Barbara Turner said:


> 4 pygmy and 3 peppered.


Try for a shoal of at least 10-12 pygmy corydoras though 20 is better if you want to see them shoaling midwater 

Sorry I can’t tell from photo - awesome tank helper! - what’s your carpet plant?
HC & MC seem to do very well with a lift & replant, leaving room for plants to grow together 
I prefer MC as it suits my lackadaisical tank care routine, after a replant, it takes about  3-4 weeks to cover the open soil areas, then another month to recover density 
I aim for a medium energy system, moderate CO2 & lighting, low dose fertilization (though my intent is daily dosing rather than weekly)
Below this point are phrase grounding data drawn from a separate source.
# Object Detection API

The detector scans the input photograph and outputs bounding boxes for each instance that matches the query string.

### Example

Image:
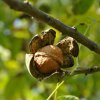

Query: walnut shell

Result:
[57,37,79,57]
[29,35,42,54]
[62,54,74,68]
[34,45,63,74]
[41,29,56,46]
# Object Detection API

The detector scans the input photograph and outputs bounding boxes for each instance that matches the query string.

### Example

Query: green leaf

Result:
[4,76,27,100]
[58,95,80,100]
[10,37,23,58]
[72,0,94,14]
[76,23,90,36]
[0,33,11,48]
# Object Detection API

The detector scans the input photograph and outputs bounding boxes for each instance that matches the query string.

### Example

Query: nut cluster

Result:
[25,29,79,80]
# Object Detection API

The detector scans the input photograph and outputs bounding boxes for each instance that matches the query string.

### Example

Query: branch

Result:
[44,66,100,81]
[3,0,100,54]
[65,66,100,76]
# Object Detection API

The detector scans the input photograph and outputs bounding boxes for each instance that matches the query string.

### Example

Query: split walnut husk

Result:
[25,53,64,82]
[25,29,79,81]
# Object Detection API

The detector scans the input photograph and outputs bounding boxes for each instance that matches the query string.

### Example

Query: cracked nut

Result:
[34,45,63,74]
[25,29,79,81]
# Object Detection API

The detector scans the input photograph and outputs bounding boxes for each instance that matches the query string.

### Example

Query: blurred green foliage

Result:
[0,0,100,100]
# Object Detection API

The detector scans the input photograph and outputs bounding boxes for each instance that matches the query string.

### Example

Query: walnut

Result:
[34,45,63,74]
[25,29,79,80]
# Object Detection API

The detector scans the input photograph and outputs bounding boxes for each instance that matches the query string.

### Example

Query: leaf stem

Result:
[47,81,64,100]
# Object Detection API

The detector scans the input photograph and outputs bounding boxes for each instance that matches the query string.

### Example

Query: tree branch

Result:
[3,0,100,54]
[45,66,100,81]
[65,66,100,76]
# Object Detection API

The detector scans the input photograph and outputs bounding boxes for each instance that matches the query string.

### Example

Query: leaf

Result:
[4,76,27,100]
[76,23,88,34]
[0,33,11,48]
[58,95,80,100]
[39,4,51,13]
[10,37,23,58]
[72,0,94,14]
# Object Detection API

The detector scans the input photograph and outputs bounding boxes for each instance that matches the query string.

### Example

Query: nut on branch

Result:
[25,29,79,80]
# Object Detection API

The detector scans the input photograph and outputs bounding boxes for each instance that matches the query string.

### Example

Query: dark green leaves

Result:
[72,0,94,14]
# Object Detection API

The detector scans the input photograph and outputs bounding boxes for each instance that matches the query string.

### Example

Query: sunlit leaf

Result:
[4,76,27,100]
[58,95,80,100]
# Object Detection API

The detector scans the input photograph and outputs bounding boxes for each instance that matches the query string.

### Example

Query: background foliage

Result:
[0,0,100,100]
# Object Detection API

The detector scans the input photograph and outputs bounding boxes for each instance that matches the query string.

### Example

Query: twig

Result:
[3,0,100,54]
[65,66,100,76]
[43,66,100,82]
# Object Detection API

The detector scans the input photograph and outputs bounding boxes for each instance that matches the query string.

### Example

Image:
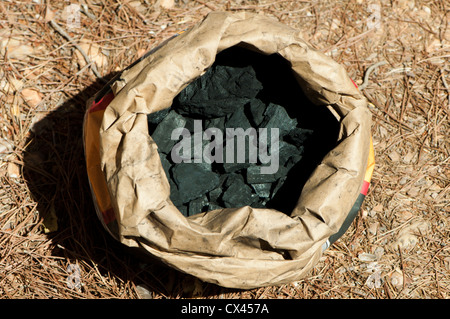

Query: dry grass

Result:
[0,0,448,299]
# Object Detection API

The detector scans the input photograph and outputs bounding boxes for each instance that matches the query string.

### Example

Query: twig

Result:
[440,68,450,107]
[49,19,103,80]
[358,61,387,90]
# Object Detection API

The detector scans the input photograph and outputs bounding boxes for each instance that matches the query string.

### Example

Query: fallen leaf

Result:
[392,220,430,251]
[75,40,108,70]
[373,203,383,212]
[159,0,175,9]
[388,150,400,162]
[0,31,34,60]
[21,88,43,108]
[7,162,20,178]
[0,139,13,156]
[396,210,414,222]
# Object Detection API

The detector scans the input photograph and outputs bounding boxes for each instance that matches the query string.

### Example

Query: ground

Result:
[0,0,448,299]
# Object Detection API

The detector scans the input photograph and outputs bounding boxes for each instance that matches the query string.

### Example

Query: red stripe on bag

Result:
[89,92,114,113]
[361,180,370,196]
[102,208,116,225]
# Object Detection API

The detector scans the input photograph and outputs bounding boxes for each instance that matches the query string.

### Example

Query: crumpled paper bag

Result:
[83,11,373,289]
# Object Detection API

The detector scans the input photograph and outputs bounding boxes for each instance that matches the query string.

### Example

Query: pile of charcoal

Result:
[147,48,328,217]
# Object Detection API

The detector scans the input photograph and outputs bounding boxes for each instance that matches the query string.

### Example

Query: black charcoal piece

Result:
[246,99,266,127]
[158,151,172,178]
[276,141,303,167]
[221,174,258,208]
[225,107,252,130]
[148,107,170,127]
[188,195,209,216]
[246,165,280,184]
[259,103,298,137]
[151,110,187,154]
[168,179,184,207]
[207,202,224,211]
[171,163,220,204]
[178,204,188,217]
[271,175,287,199]
[175,65,263,118]
[204,117,225,130]
[208,186,223,203]
[251,183,272,198]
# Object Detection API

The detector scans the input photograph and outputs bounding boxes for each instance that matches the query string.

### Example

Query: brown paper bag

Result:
[83,11,374,289]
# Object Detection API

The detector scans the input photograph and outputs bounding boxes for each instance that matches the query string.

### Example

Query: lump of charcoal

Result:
[245,99,266,127]
[188,195,209,216]
[250,183,272,199]
[175,65,263,118]
[178,204,189,217]
[207,202,224,212]
[222,140,254,173]
[221,174,258,208]
[171,163,220,204]
[259,103,298,137]
[276,141,303,168]
[204,117,225,131]
[148,107,170,127]
[158,151,172,179]
[246,165,287,184]
[151,110,187,154]
[225,107,252,130]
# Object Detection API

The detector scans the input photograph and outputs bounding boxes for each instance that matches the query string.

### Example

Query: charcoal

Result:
[147,48,332,217]
[251,183,272,198]
[171,163,220,204]
[158,151,172,178]
[221,174,258,208]
[151,110,187,154]
[246,99,266,127]
[148,107,170,126]
[175,65,263,118]
[207,202,224,211]
[204,117,225,130]
[246,165,280,184]
[259,103,297,137]
[188,195,209,216]
[178,204,189,217]
[225,107,252,130]
[208,186,223,203]
[277,141,302,167]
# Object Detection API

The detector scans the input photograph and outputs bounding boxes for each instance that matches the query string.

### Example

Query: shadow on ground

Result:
[22,73,237,298]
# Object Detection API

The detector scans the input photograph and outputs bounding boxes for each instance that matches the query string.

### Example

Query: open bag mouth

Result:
[83,11,374,289]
What are your tank dimensions?

For tank background, it’s worth watching Jurijs mi JS Foggy Film video 

I have an ancient “midnight blue” background on one tank - modern version has the same “name” but it’s under a different brand (usual buyout scenario) and is nothing like - it has almost a smoky appearance: color intensity varies from top to bottom so perhaps this creates the effect


----------



## Edvet (17 Nov 2018)

(I realy would try to find something like this for your daughter)


----------



## Barbara Turner (17 Nov 2018)

Edvet said:


> (I realy would try to find something like this for your daughter)
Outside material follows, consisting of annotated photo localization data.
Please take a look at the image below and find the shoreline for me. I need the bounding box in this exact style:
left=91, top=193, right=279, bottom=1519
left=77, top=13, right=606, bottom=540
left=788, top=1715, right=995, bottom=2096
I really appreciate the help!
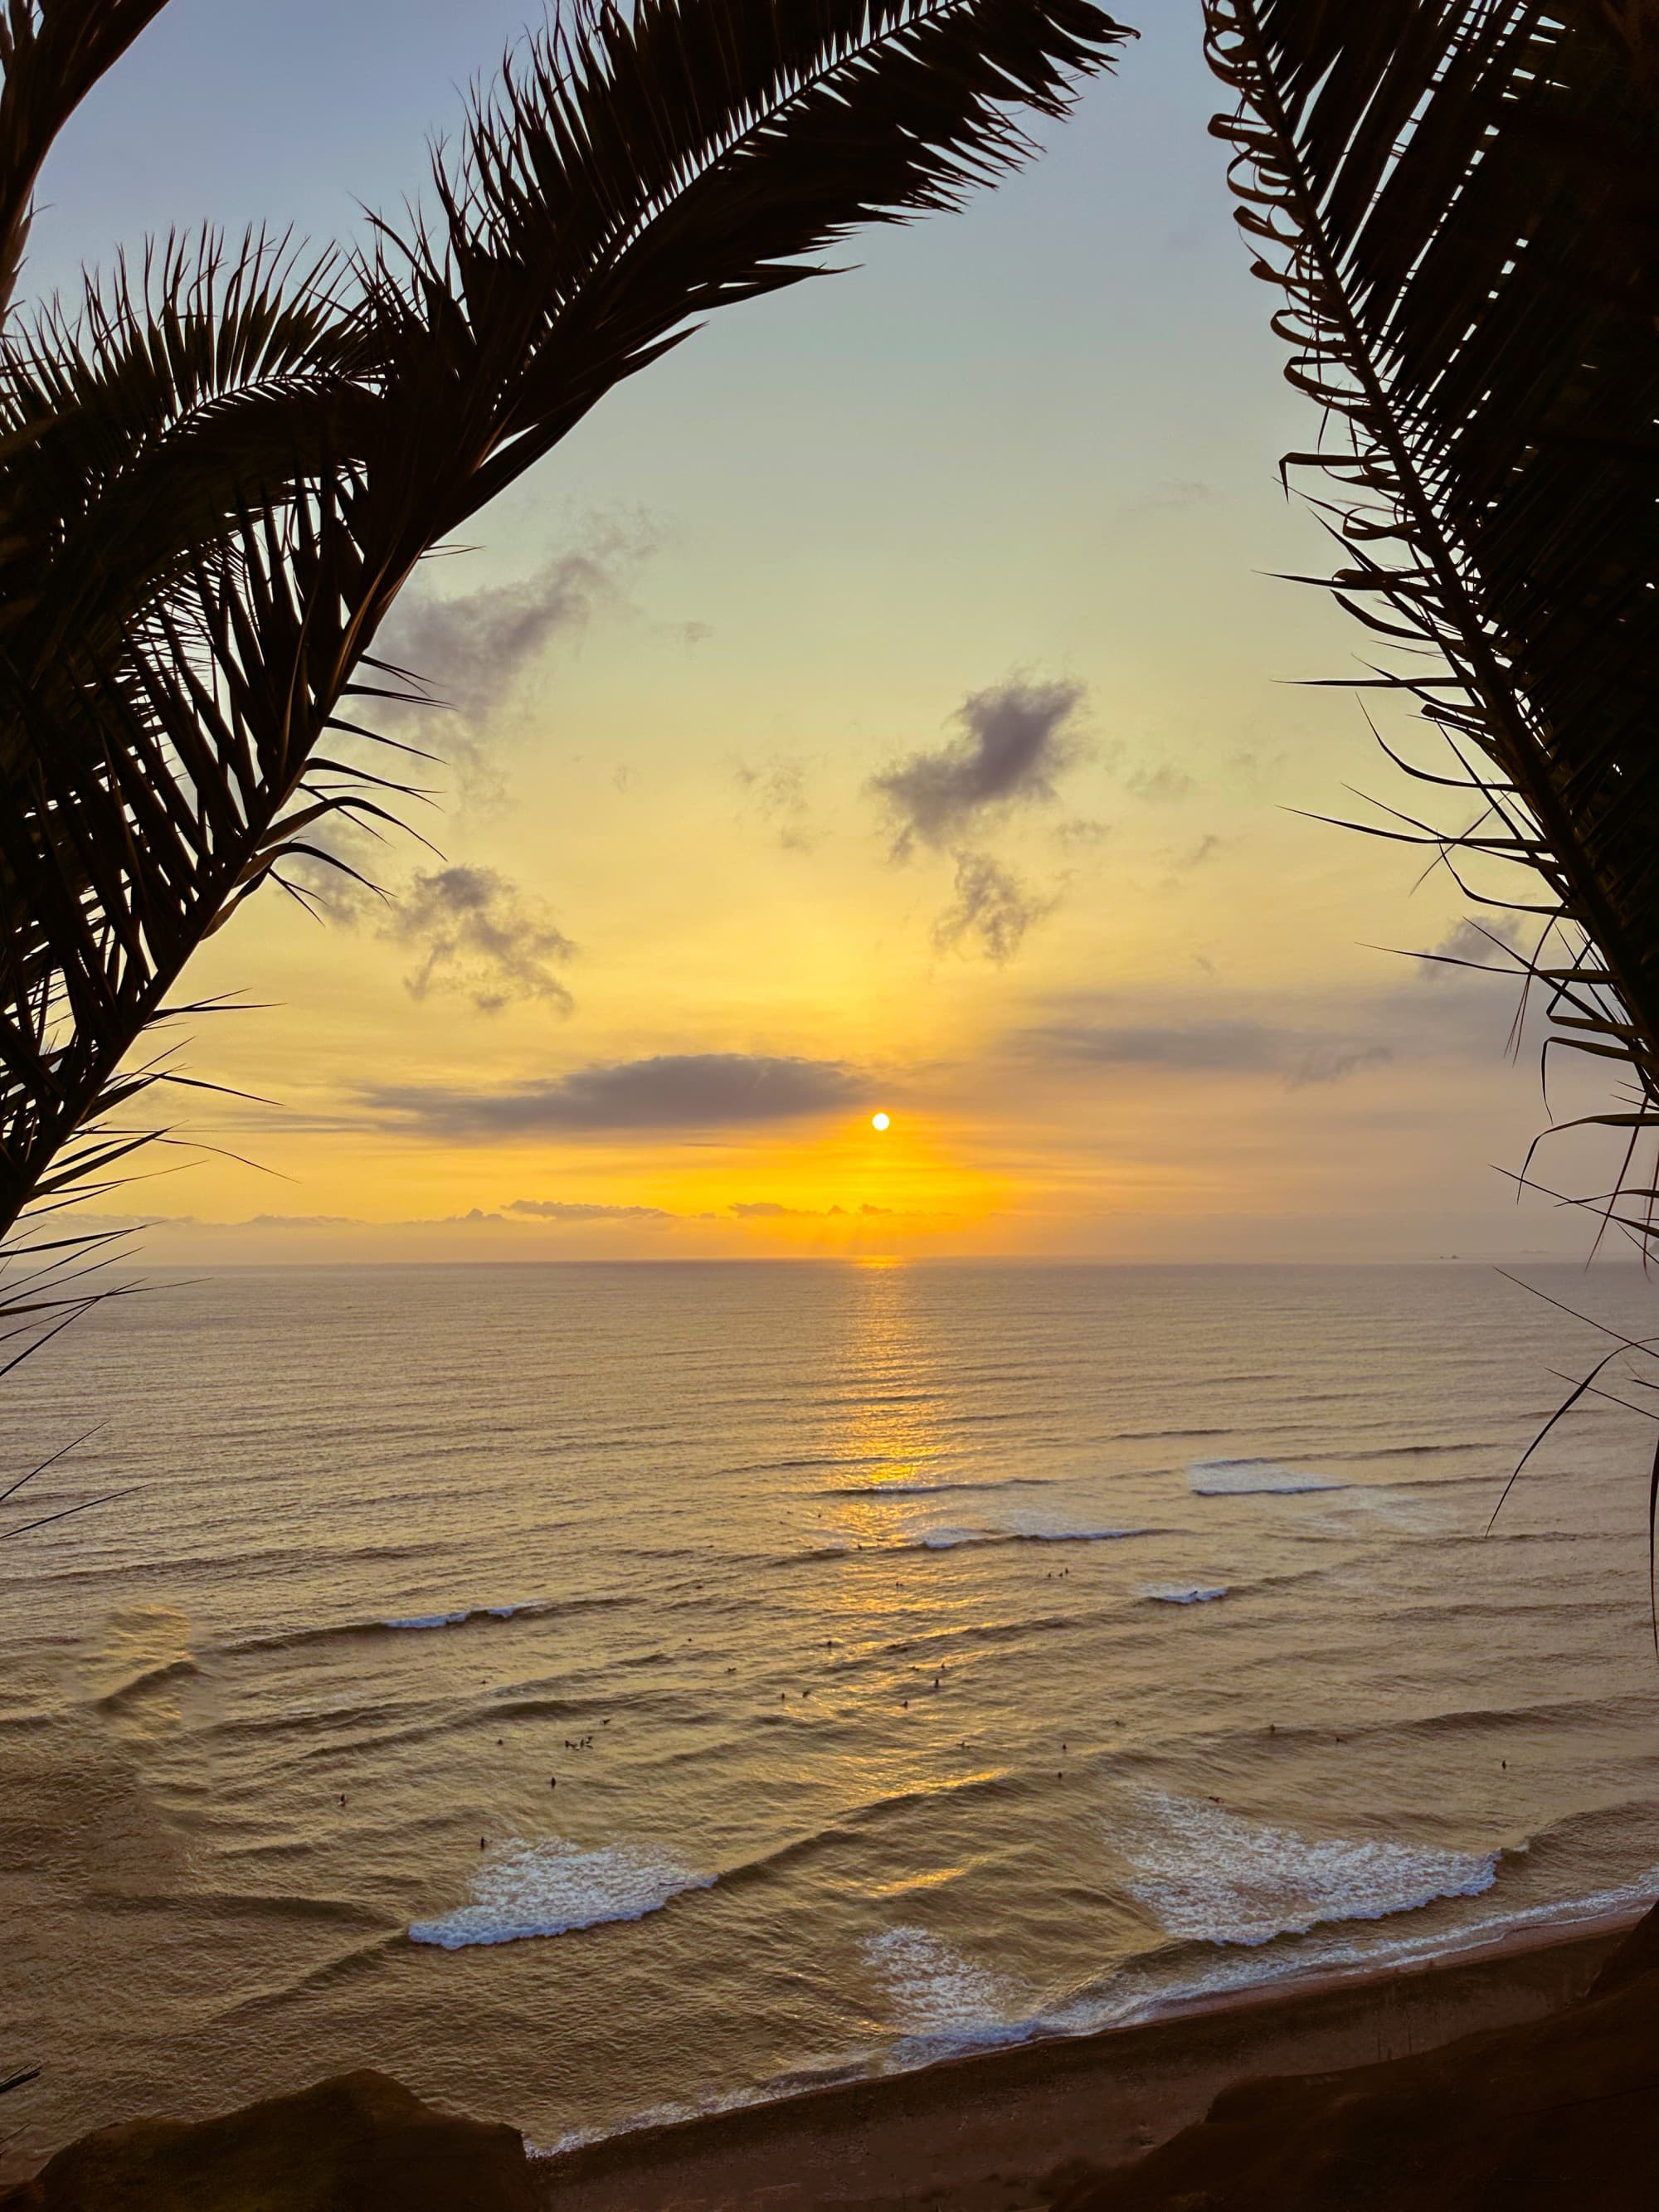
left=533, top=1903, right=1646, bottom=2210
I came in and she had pulled the drawers out to make steps and climbed up herself. Obviously decided the drawers were easier than moving a chair. I need to be a little careful as if I buy her a nice set of steps she will probably try and go for a paddle.



alto said:


> What are your tank dimensions?


120cm x 50cm x 53cm High, it is a red sea reefer 350 with the sump removed.



alto said:


> For tank background, it’s worth watching Jurijs mi JS Foggy Film video



He makes a some interesting points, there are alot more options than just black or white though. Also the black is a nightmare to photograph as it picks up 100's of reflections.
https://www.decorativefilm.com
I have black silicone so need to be a little careful.
I wondered about a  bronze or a grey.


----------